19. Charles Dickens visited Cincinnati in 1842, the year before he published “A Christmas Carol.” During his trip, he stopped at what local landmark but could not get a brandy served to him?

20. “Dr. Seuss’s How the Grinch Stole Christmas” composer Albert Hague, a graduate of Cincinnati’s College of Music, was known to television audiences for his supporting role in what 1980s series?

21. In the early 2010s, the “Ring” series of CD compilations featured Christmas music by local artists raised funds for what local organization?

22. What future Oscar winner from Norwood performed as a dancer with Rosemary Clooney in the classic holiday film “White Christmas” from 1954?

23. Ruth Lyons released what album of Christmas songs in 1958 that sold 250,000 copies in just a four-city area?

24. What Cincinnati holiday institution had its own Twitter account?

25. The PNC Festival of Lights at the Cincinnati Zoo & Botanical Garden features 30-foot-tall nutcrackers of what animals?

Answers

1. Fred Lazarus Jr. of the Lazarus family, who headed Federated Department Stores.

2. Baltimore & Ohio Railroad.

3. Lytle Park.

4. Keanu Reeves.

5. Mabley & Carew.

6. October 4, Lyons’ birthday.

7. “Carol.”

8. “Please Come Home for Christmas.”

9. The Macy’s Thanksgiving Day Parade balloons.

10. Mariah Carey.

11. “Santa Claus Is Comin’ to Town” – “You better watch out…”

12. Pogie and Patter.

13. The Boar’s Head and Yule Festival.

14. True.

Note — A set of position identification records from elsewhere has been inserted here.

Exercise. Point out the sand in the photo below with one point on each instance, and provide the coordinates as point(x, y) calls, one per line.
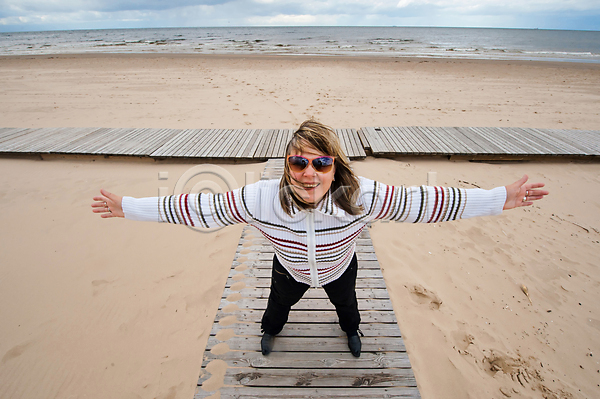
point(97, 308)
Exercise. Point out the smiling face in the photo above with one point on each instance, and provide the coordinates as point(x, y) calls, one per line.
point(309, 184)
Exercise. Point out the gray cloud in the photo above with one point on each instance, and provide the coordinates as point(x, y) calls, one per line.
point(77, 14)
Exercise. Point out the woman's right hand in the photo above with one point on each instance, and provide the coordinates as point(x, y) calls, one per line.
point(108, 205)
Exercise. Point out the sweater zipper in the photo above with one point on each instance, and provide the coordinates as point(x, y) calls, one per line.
point(312, 248)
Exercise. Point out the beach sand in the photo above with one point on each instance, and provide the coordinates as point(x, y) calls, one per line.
point(97, 308)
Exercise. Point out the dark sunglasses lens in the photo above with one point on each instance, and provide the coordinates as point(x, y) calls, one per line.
point(323, 164)
point(298, 164)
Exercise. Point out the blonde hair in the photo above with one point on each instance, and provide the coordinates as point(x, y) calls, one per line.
point(345, 186)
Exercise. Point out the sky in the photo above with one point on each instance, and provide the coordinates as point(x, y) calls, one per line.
point(41, 15)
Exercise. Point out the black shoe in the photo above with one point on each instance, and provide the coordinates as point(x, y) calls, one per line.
point(266, 343)
point(354, 344)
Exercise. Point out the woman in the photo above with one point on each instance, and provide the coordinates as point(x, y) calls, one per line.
point(313, 216)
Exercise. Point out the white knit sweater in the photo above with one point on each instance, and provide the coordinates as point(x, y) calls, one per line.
point(316, 246)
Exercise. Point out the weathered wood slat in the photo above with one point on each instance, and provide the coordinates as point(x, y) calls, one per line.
point(307, 392)
point(180, 145)
point(267, 143)
point(330, 378)
point(361, 293)
point(313, 304)
point(325, 316)
point(254, 282)
point(247, 143)
point(314, 330)
point(312, 360)
point(300, 344)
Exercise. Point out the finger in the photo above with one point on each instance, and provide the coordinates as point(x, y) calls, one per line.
point(522, 180)
point(538, 192)
point(107, 194)
point(535, 185)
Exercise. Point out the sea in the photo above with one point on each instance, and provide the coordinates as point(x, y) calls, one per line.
point(466, 43)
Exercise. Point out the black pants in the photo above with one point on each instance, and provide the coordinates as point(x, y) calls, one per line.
point(286, 292)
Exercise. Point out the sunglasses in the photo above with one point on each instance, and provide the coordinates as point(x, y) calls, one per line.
point(298, 163)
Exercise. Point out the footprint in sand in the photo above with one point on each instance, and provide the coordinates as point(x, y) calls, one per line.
point(423, 296)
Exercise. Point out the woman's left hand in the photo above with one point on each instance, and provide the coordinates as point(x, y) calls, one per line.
point(522, 194)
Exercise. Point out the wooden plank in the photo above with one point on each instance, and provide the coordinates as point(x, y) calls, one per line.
point(360, 151)
point(385, 139)
point(274, 148)
point(311, 304)
point(341, 134)
point(121, 138)
point(224, 143)
point(455, 146)
point(463, 138)
point(180, 144)
point(350, 150)
point(539, 142)
point(270, 135)
point(563, 148)
point(323, 378)
point(254, 316)
point(300, 344)
point(405, 141)
point(306, 392)
point(486, 142)
point(312, 360)
point(214, 141)
point(591, 138)
point(252, 135)
point(576, 141)
point(21, 143)
point(134, 140)
point(322, 330)
point(515, 136)
point(207, 136)
point(437, 144)
point(423, 145)
point(172, 146)
point(507, 146)
point(375, 141)
point(11, 134)
point(236, 143)
point(47, 140)
point(255, 282)
point(237, 140)
point(363, 139)
point(250, 153)
point(361, 293)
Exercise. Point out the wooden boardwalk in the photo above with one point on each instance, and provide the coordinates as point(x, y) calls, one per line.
point(263, 144)
point(480, 141)
point(311, 357)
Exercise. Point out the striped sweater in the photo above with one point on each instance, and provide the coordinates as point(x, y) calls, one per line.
point(316, 246)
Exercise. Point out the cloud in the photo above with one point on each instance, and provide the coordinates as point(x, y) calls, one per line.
point(82, 14)
point(508, 5)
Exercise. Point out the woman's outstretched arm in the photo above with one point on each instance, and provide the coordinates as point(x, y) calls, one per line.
point(108, 205)
point(521, 193)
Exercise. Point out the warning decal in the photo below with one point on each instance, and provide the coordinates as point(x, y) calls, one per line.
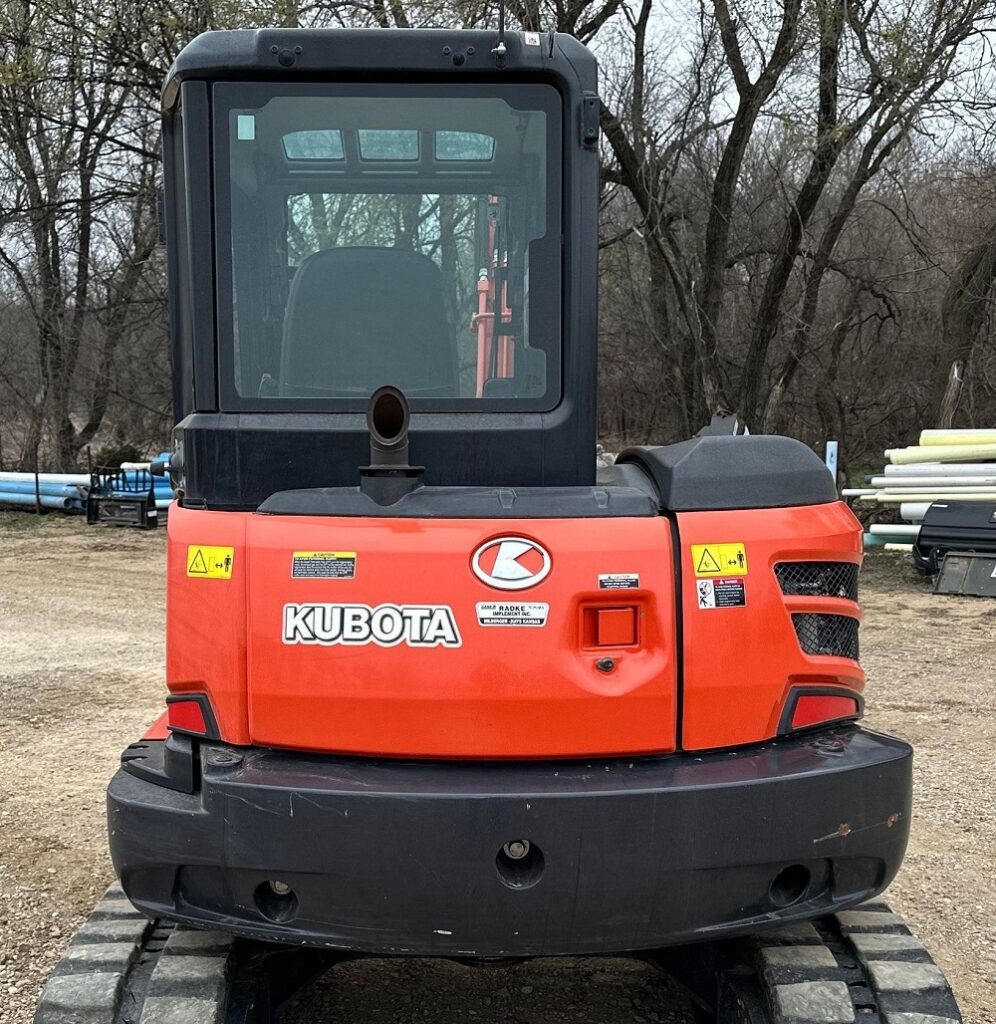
point(209, 563)
point(618, 581)
point(730, 593)
point(719, 559)
point(512, 613)
point(323, 565)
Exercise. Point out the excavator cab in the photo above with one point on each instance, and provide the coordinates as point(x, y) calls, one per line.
point(396, 210)
point(435, 685)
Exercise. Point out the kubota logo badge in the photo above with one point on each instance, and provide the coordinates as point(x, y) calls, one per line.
point(511, 563)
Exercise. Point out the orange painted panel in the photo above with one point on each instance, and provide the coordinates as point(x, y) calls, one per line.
point(206, 615)
point(740, 662)
point(322, 677)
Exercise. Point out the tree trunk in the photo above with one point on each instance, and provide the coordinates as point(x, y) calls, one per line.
point(962, 312)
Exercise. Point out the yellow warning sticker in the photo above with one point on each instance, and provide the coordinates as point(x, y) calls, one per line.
point(719, 559)
point(210, 563)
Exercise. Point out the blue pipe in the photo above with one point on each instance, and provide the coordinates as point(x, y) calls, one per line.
point(46, 501)
point(52, 489)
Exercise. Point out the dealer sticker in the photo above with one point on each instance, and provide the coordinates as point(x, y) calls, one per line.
point(729, 593)
point(512, 613)
point(323, 565)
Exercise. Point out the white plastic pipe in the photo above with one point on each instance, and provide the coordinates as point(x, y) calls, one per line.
point(939, 469)
point(896, 498)
point(894, 528)
point(893, 482)
point(83, 478)
point(939, 485)
point(969, 436)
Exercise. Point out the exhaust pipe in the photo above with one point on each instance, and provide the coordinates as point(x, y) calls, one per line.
point(389, 477)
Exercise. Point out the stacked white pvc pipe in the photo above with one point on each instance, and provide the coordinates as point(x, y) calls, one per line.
point(945, 465)
point(66, 492)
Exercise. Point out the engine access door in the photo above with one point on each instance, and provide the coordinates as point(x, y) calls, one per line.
point(462, 637)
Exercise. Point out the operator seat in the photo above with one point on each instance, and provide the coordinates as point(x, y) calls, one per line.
point(361, 316)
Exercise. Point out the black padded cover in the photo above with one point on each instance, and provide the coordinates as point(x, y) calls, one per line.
point(359, 315)
point(955, 526)
point(752, 471)
point(470, 503)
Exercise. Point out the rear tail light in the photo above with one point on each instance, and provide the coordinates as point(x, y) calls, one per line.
point(808, 709)
point(190, 713)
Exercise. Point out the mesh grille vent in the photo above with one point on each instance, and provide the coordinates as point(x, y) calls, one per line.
point(818, 579)
point(835, 635)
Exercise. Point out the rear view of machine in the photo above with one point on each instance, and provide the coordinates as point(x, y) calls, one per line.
point(436, 688)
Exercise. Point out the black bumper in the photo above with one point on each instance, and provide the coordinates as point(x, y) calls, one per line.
point(392, 857)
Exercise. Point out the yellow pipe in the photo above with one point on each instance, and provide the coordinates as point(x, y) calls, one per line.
point(941, 453)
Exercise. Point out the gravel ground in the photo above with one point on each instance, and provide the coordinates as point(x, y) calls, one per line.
point(81, 673)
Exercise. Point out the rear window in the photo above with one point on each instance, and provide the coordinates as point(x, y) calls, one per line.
point(381, 235)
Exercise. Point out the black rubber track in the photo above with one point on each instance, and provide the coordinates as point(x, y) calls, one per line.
point(857, 967)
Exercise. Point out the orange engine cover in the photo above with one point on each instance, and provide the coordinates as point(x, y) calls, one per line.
point(405, 650)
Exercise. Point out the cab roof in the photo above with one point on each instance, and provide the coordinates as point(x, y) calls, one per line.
point(384, 53)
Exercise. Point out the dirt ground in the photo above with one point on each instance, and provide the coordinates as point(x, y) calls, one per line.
point(81, 673)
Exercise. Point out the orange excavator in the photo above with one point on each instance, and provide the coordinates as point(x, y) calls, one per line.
point(438, 686)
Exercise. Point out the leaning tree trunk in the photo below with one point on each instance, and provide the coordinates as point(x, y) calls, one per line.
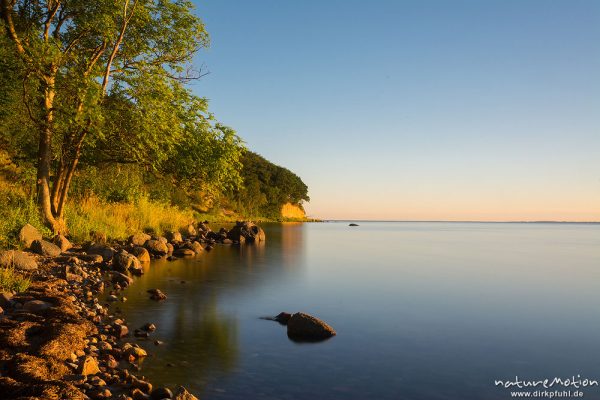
point(45, 154)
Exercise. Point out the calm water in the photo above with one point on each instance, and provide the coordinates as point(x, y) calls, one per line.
point(422, 311)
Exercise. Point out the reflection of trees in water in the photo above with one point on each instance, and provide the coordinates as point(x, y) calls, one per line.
point(201, 340)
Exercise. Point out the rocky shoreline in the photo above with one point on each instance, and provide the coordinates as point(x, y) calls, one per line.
point(62, 339)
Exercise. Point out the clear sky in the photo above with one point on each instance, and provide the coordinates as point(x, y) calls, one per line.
point(416, 110)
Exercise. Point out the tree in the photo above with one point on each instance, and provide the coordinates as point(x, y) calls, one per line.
point(75, 55)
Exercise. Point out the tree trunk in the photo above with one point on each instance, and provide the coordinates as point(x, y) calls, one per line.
point(45, 154)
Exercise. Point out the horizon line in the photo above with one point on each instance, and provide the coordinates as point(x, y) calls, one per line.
point(464, 221)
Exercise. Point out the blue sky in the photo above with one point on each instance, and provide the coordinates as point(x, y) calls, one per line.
point(416, 110)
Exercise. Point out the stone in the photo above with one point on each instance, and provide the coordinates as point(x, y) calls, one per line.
point(17, 259)
point(45, 248)
point(120, 330)
point(157, 294)
point(28, 234)
point(123, 261)
point(250, 233)
point(35, 306)
point(160, 394)
point(141, 253)
point(139, 239)
point(174, 237)
point(62, 242)
point(195, 246)
point(91, 258)
point(182, 394)
point(121, 279)
point(302, 326)
point(183, 252)
point(190, 230)
point(283, 318)
point(103, 250)
point(157, 247)
point(150, 327)
point(88, 366)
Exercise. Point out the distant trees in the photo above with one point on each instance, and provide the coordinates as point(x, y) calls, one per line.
point(103, 81)
point(267, 187)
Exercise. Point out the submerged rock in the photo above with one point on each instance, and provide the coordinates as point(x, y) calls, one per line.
point(157, 247)
point(182, 394)
point(157, 294)
point(305, 327)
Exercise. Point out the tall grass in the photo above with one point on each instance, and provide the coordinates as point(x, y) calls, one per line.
point(119, 220)
point(17, 208)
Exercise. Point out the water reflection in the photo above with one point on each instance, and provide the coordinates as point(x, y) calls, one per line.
point(200, 334)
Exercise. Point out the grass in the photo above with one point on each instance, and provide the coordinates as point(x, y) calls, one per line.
point(119, 220)
point(11, 280)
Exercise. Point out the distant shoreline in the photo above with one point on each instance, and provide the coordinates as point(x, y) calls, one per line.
point(464, 222)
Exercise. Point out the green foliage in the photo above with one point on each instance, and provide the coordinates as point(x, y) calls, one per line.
point(147, 149)
point(11, 280)
point(267, 187)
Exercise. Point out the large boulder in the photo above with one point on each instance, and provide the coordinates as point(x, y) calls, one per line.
point(123, 261)
point(18, 260)
point(157, 247)
point(103, 250)
point(139, 239)
point(182, 394)
point(62, 242)
point(302, 326)
point(190, 230)
point(195, 246)
point(174, 237)
point(28, 234)
point(141, 253)
point(45, 248)
point(250, 233)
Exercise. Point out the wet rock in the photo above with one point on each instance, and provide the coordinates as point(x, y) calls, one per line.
point(190, 230)
point(120, 330)
point(183, 252)
point(88, 366)
point(28, 234)
point(160, 394)
point(283, 318)
point(137, 394)
point(150, 327)
point(17, 259)
point(45, 248)
point(248, 231)
point(141, 253)
point(139, 239)
point(182, 394)
point(142, 385)
point(157, 247)
point(62, 242)
point(195, 246)
point(35, 306)
point(92, 258)
point(174, 237)
point(103, 250)
point(157, 294)
point(121, 279)
point(123, 261)
point(302, 326)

Rabbi Isaac M. Wise of Plum Street Temple and Rabbi Max Lilienthal of Mound Street Temple introduced Hanukkah festivals to their congregations and promoted them in their Jewish publications.

15. As God is his witness, he thought turkeys could fly.

16. Pretty much all of them, so just about any answer will do. Shepherd was a DJ on WCKY-AM, WSAI-AM, WKRC-AM and WLW radio.

17. Cincinnati General Hospital.

18. Disneyland’s Main Street.

19. The Golden Lamb in Lebanon, Ohio.

20. “Fame.” He played the music teacher, Professor Shorofsky, in both the TV series from 1982-87 and the original 1980 film.

21. Cincinnati Public Radio.

22. George Chakiris. Co-star Vera-Ellen was also from Norwood.

23. “Ten Tunes of Christmas.”

24. The Fountain Square tree (@TreeFountain) after its ragged debut in 2020.

25. There have been three over the years: a rhinoceros, a lion and an elephant.